In a remote village on Baffin Island in the Canadian Arctic, an old man tells him of the collaborative relationship that once prevailed between ravens and hunters. Ravens would fly along with hunting parties and make a wing-dipping move to signal the hunters toward caribou. This story is told in a way showing early belief that with the birds’ help, the hunt would be successful and everyone, humans and birds, would end up with a bountiful feast.

Yet Heinrich’s research and conclusions show skepticism of this tale, and after he witnesses the wing-tipping move in Yellowstone for himself, he indicates that while the move is not likely done to tip hunters off to a food sources over the hill. It is more likely a way for ravens to have fun flying in a wind updraft while they go along with the humans on the hunt. Yet it could very well result in such a successful hunt outcome if humans followed the birds, rather than going off in another direction in the forest and the snow.

So were the ravens following the hunters? Or the hunters following the ravens? Maybe a little bit of both?

At a wolf research center in Nova Scotia, Heinrich learns by experiment that ravens prefer to feed in the presence of wolves, which are seen on multiple occasions feeding together peacefully, while ravens tend to avoid some easy food sources provided by humans with no wolves present.

In Yellowstone National Park, Heinrich nails the research on ravens hunting and feeding with wolves. This confirms for Heinrich why ravens in Maine and Vermont are often skeptical of food he provides and sometimes take a while, having a long conversation with each other and even doing a little dance near the kill, before coming around to feed. It’s the absence of wolves, which help give the ravens confidence that no other predators will come around to harass them. Heinrich points out that this evolutionary behavior must go back hundreds of thousands of years before hominids came along.

After seeing this pattern repeated in Yellowstone, Heinrich begins thinking of ravens as “wolf-birds,” commensal partners of the pack-hunting carnivores upon whom they depend for part of their diet. After seeing the same behavior during an elk hunt north of Yellowstone, he documents and extrapolates that the same sort of bond must have connected human hunting bands and ravens as well.

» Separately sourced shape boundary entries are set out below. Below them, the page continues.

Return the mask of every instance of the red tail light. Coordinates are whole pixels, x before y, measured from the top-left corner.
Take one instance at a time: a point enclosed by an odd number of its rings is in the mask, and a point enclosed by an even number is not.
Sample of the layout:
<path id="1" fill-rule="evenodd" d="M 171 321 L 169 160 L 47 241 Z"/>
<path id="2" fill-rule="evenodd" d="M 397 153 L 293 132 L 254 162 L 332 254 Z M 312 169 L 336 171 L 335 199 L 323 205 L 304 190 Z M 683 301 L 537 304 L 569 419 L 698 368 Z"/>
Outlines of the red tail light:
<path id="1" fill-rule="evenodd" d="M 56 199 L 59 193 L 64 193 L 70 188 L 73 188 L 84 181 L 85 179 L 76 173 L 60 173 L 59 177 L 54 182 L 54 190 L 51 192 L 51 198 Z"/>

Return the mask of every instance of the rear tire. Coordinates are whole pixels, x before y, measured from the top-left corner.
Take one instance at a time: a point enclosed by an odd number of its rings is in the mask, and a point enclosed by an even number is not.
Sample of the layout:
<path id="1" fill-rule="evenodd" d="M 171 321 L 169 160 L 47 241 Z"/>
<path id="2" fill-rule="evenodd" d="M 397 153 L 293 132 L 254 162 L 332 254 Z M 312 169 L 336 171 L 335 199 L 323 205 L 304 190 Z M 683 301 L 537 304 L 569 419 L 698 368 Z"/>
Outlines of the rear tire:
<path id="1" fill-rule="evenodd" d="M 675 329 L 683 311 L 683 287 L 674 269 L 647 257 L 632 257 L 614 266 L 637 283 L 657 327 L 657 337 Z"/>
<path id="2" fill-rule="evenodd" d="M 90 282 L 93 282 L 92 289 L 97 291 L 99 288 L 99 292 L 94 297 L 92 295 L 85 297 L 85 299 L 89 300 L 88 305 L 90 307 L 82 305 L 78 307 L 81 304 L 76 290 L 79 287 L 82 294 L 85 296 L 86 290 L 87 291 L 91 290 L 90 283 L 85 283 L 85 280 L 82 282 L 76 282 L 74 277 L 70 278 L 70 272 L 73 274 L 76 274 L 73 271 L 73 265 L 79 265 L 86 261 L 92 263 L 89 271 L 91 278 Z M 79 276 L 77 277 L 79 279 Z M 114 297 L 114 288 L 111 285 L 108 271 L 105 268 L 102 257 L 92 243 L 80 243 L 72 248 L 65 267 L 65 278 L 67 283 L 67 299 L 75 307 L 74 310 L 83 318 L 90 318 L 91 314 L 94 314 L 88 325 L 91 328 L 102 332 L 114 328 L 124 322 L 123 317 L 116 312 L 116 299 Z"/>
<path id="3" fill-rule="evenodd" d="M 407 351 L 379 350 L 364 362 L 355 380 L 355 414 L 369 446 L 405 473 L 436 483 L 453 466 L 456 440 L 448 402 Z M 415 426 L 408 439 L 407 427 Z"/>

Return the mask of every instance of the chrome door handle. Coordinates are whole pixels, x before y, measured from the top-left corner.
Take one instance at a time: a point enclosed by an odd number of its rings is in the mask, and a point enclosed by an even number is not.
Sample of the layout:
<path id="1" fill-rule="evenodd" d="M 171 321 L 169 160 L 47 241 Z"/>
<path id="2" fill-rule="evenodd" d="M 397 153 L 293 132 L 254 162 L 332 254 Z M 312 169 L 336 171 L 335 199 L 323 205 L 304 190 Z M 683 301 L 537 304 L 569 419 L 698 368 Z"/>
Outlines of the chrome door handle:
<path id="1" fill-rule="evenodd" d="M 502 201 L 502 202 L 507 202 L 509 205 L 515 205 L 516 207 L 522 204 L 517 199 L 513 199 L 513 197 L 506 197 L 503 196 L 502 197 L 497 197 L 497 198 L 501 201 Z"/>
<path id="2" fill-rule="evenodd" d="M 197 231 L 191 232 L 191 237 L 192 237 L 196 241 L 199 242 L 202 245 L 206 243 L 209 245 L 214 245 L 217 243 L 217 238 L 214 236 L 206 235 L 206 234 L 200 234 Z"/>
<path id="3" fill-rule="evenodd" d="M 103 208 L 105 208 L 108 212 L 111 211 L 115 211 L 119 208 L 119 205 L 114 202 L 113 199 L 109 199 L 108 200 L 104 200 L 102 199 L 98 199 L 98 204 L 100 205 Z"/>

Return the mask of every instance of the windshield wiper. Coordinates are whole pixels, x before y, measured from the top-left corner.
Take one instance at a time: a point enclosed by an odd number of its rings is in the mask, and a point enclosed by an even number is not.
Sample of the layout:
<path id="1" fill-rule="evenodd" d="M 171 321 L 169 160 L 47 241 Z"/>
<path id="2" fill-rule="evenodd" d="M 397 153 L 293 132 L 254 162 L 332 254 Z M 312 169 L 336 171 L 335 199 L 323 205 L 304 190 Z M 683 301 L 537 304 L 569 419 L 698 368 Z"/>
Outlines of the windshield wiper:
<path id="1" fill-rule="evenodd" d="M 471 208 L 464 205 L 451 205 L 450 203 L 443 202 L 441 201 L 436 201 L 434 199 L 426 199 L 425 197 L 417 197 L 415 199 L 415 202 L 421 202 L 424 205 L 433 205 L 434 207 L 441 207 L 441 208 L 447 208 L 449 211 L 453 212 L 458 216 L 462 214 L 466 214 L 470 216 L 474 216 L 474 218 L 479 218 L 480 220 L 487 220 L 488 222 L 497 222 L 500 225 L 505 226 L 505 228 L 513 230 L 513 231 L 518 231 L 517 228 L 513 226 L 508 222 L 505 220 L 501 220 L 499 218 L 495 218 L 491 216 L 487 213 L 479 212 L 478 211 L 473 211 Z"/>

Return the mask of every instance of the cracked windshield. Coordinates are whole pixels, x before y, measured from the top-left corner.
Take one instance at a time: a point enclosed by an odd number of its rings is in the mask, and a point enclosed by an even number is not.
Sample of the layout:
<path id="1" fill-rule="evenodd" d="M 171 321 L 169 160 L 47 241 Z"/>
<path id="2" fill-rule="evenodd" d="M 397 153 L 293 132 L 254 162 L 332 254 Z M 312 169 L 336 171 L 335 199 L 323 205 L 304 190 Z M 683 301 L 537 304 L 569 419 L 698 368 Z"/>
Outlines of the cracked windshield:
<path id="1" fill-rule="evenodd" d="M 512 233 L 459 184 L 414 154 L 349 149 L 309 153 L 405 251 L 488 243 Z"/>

The birds are not just following the wolves and hunters to get food for themselves. They have a hard time opening up a deer or elk carcass with their beaks without the help of the sharp teeth of the wolves, or the sharp knives of the hunters. They also seem to lead wolves, hunters and other predators to food sources, including bears, which are not as friendly to ravens when they come near a fresh kill. In one documented incident a brown bear was seen trying to chase away ravens from a fresh kill with swipes of a huge paw, and then laying down on top of a dead calf to keep the birds and wolves from getting their fair share.

“Ravens are the quintessential northern bird,” Heinrich writes. “It is no accident that they are also the bird most closely associated with humans in the culture and folklore of northern people.”